Let \( a>0\) and \( z_1 > 0\) . define \( z_{n+1}=\sqrt{a+z_n} \) for all \( n\in \mathbb{N} \). Show that \( (z_n) \) converges and find the limit.
I am supposed to use monotone convergence theorem. For that I need to prove that the sequence is bounded and monotone. I can prove that its bounded below by \( 0 \), but I am having trouble about the upper bound.

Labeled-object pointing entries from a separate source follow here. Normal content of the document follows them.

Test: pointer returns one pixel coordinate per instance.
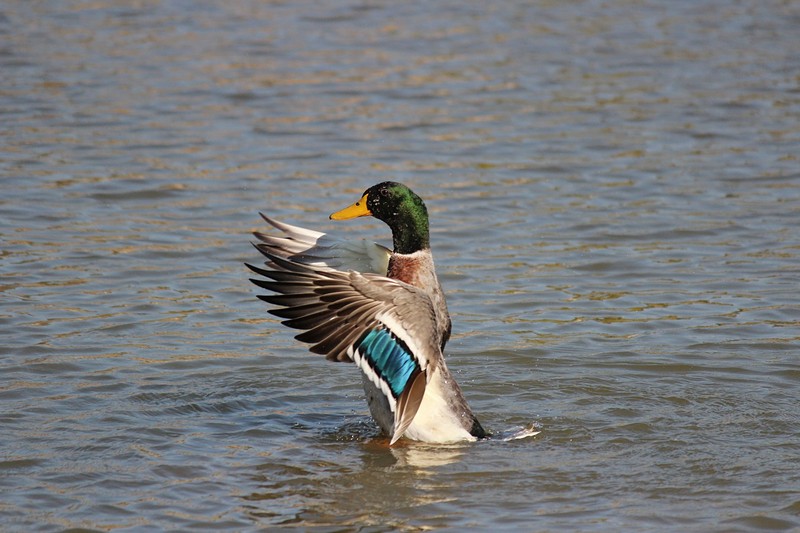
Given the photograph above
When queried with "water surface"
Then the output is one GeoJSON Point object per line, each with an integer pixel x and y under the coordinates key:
{"type": "Point", "coordinates": [614, 192]}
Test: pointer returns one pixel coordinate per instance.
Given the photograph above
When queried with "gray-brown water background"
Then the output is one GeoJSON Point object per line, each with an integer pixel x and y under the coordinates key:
{"type": "Point", "coordinates": [614, 190]}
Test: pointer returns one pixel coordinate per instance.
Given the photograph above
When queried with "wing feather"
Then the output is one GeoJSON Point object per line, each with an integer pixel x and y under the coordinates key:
{"type": "Point", "coordinates": [385, 325]}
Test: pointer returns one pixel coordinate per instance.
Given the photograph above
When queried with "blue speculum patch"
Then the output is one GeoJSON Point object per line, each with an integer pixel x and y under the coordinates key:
{"type": "Point", "coordinates": [389, 357]}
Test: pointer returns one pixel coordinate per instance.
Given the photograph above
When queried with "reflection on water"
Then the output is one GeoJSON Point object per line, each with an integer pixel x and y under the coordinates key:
{"type": "Point", "coordinates": [614, 194]}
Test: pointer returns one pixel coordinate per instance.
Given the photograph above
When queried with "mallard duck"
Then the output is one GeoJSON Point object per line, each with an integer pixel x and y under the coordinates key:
{"type": "Point", "coordinates": [382, 309]}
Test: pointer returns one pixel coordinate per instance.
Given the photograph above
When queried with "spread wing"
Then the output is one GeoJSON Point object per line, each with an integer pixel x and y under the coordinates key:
{"type": "Point", "coordinates": [385, 326]}
{"type": "Point", "coordinates": [320, 250]}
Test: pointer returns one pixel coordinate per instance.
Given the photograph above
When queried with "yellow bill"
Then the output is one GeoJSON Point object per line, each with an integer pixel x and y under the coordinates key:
{"type": "Point", "coordinates": [358, 209]}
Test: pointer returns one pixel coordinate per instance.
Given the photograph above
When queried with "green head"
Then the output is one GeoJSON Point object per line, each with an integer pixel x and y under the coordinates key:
{"type": "Point", "coordinates": [402, 210]}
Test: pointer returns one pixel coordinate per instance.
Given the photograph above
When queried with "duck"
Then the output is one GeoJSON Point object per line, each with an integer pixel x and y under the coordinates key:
{"type": "Point", "coordinates": [382, 309]}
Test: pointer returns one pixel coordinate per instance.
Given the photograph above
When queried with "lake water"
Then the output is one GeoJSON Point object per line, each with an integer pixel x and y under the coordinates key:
{"type": "Point", "coordinates": [614, 190]}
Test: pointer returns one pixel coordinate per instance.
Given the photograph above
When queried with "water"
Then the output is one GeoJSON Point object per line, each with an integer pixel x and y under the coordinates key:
{"type": "Point", "coordinates": [614, 191]}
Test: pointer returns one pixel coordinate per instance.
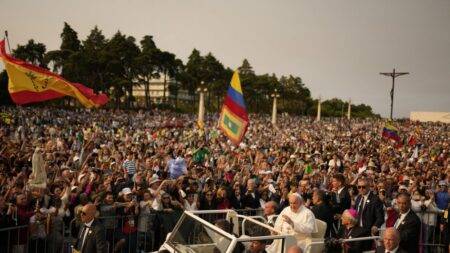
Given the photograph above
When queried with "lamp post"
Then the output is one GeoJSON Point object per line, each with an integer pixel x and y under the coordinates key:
{"type": "Point", "coordinates": [201, 105]}
{"type": "Point", "coordinates": [274, 95]}
{"type": "Point", "coordinates": [393, 74]}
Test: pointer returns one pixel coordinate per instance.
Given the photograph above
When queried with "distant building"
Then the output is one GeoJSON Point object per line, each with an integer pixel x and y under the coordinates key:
{"type": "Point", "coordinates": [430, 116]}
{"type": "Point", "coordinates": [156, 92]}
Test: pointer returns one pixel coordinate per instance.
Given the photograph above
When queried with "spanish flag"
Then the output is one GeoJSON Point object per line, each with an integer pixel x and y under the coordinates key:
{"type": "Point", "coordinates": [30, 84]}
{"type": "Point", "coordinates": [233, 119]}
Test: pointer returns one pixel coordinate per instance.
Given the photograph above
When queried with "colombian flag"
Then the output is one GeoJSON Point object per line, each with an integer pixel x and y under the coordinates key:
{"type": "Point", "coordinates": [234, 118]}
{"type": "Point", "coordinates": [30, 84]}
{"type": "Point", "coordinates": [391, 132]}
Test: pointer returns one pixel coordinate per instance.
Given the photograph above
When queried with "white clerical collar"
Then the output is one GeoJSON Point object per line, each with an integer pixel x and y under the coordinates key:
{"type": "Point", "coordinates": [392, 251]}
{"type": "Point", "coordinates": [404, 214]}
{"type": "Point", "coordinates": [89, 224]}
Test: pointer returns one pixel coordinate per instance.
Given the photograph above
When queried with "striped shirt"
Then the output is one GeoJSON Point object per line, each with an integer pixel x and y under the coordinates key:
{"type": "Point", "coordinates": [129, 166]}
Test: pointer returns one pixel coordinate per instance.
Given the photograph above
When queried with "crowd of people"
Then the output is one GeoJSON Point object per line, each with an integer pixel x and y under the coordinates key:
{"type": "Point", "coordinates": [129, 164]}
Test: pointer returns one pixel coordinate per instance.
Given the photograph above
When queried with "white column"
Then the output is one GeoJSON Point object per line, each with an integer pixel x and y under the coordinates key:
{"type": "Point", "coordinates": [319, 103]}
{"type": "Point", "coordinates": [201, 108]}
{"type": "Point", "coordinates": [274, 110]}
{"type": "Point", "coordinates": [349, 110]}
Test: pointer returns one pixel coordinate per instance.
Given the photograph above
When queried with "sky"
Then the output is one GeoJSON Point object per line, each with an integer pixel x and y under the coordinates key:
{"type": "Point", "coordinates": [337, 47]}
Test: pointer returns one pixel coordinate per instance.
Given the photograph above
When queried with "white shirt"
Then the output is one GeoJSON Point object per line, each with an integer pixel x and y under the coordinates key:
{"type": "Point", "coordinates": [363, 199]}
{"type": "Point", "coordinates": [340, 190]}
{"type": "Point", "coordinates": [391, 251]}
{"type": "Point", "coordinates": [304, 222]}
{"type": "Point", "coordinates": [88, 227]}
{"type": "Point", "coordinates": [401, 218]}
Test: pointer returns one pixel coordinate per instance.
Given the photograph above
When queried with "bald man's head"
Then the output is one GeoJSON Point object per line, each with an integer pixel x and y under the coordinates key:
{"type": "Point", "coordinates": [88, 213]}
{"type": "Point", "coordinates": [295, 201]}
{"type": "Point", "coordinates": [294, 249]}
{"type": "Point", "coordinates": [391, 238]}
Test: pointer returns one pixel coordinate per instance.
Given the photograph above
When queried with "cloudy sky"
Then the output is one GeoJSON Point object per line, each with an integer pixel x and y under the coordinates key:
{"type": "Point", "coordinates": [338, 47]}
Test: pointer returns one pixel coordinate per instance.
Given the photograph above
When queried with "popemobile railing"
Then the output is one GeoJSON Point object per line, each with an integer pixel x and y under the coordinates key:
{"type": "Point", "coordinates": [147, 232]}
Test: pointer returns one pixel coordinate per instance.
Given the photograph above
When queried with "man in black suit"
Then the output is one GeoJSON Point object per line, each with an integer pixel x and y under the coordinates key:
{"type": "Point", "coordinates": [339, 200]}
{"type": "Point", "coordinates": [322, 210]}
{"type": "Point", "coordinates": [251, 197]}
{"type": "Point", "coordinates": [408, 224]}
{"type": "Point", "coordinates": [91, 238]}
{"type": "Point", "coordinates": [391, 240]}
{"type": "Point", "coordinates": [369, 208]}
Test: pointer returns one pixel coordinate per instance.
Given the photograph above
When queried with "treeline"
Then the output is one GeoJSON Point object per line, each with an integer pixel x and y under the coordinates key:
{"type": "Point", "coordinates": [119, 64]}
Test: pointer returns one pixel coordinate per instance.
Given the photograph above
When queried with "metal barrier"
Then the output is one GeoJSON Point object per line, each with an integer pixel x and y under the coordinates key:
{"type": "Point", "coordinates": [145, 233]}
{"type": "Point", "coordinates": [309, 246]}
{"type": "Point", "coordinates": [432, 239]}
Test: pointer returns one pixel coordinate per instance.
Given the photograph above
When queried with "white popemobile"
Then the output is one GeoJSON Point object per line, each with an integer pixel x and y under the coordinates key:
{"type": "Point", "coordinates": [194, 232]}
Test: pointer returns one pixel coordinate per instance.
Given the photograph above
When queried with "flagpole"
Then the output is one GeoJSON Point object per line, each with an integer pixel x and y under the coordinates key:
{"type": "Point", "coordinates": [7, 41]}
{"type": "Point", "coordinates": [201, 106]}
{"type": "Point", "coordinates": [319, 103]}
{"type": "Point", "coordinates": [274, 95]}
{"type": "Point", "coordinates": [349, 110]}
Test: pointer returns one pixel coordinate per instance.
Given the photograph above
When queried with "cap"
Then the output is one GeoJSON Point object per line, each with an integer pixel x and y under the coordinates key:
{"type": "Point", "coordinates": [402, 187]}
{"type": "Point", "coordinates": [126, 191]}
{"type": "Point", "coordinates": [353, 212]}
{"type": "Point", "coordinates": [154, 180]}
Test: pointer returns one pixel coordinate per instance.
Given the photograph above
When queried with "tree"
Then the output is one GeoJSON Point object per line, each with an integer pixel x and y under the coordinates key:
{"type": "Point", "coordinates": [120, 56]}
{"type": "Point", "coordinates": [147, 63]}
{"type": "Point", "coordinates": [33, 53]}
{"type": "Point", "coordinates": [168, 66]}
{"type": "Point", "coordinates": [62, 59]}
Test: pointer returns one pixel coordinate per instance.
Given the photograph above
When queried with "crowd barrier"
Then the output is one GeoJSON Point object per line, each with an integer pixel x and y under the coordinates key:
{"type": "Point", "coordinates": [147, 232]}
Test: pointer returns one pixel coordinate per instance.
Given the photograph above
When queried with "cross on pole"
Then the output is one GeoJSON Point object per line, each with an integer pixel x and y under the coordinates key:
{"type": "Point", "coordinates": [393, 74]}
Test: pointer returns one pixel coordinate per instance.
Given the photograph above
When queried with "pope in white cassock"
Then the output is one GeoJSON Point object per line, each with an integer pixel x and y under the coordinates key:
{"type": "Point", "coordinates": [297, 220]}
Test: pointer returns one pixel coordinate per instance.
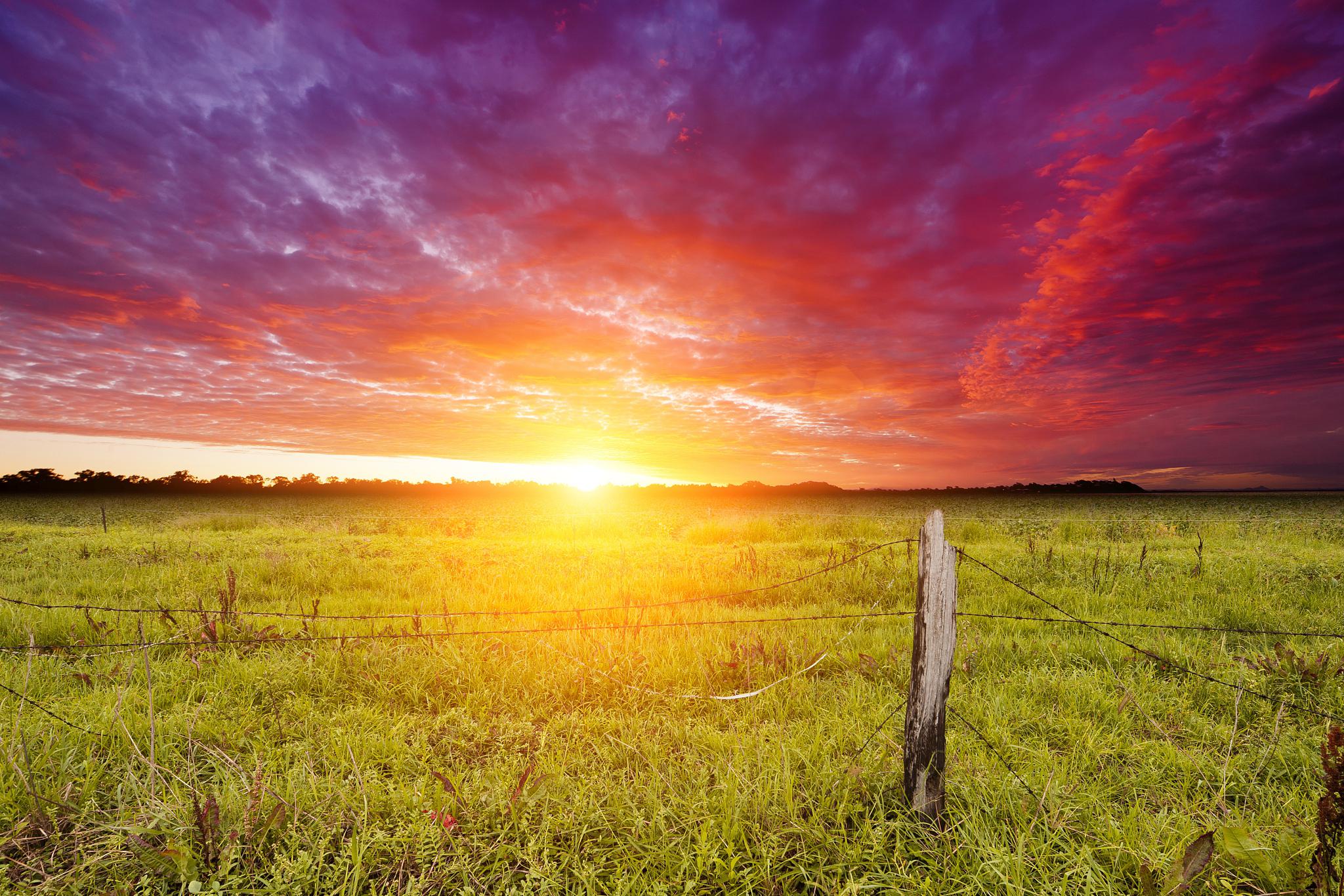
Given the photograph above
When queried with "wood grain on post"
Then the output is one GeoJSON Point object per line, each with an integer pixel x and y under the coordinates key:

Also sequence can be increasing or decreasing, depending upon the values
of \( a\) and \( z_1 \) . Any hints ?

Let's suppose that z is real and let's write the recursive relation as...

$\displaystyle \Delta_{n+1}= z_{n+1}-z_{n}= \sqrt{a+z_{n}}-z_{n}= f(z_{n})\ ,\ a>0\ ,\ z_{0}>0$ (1)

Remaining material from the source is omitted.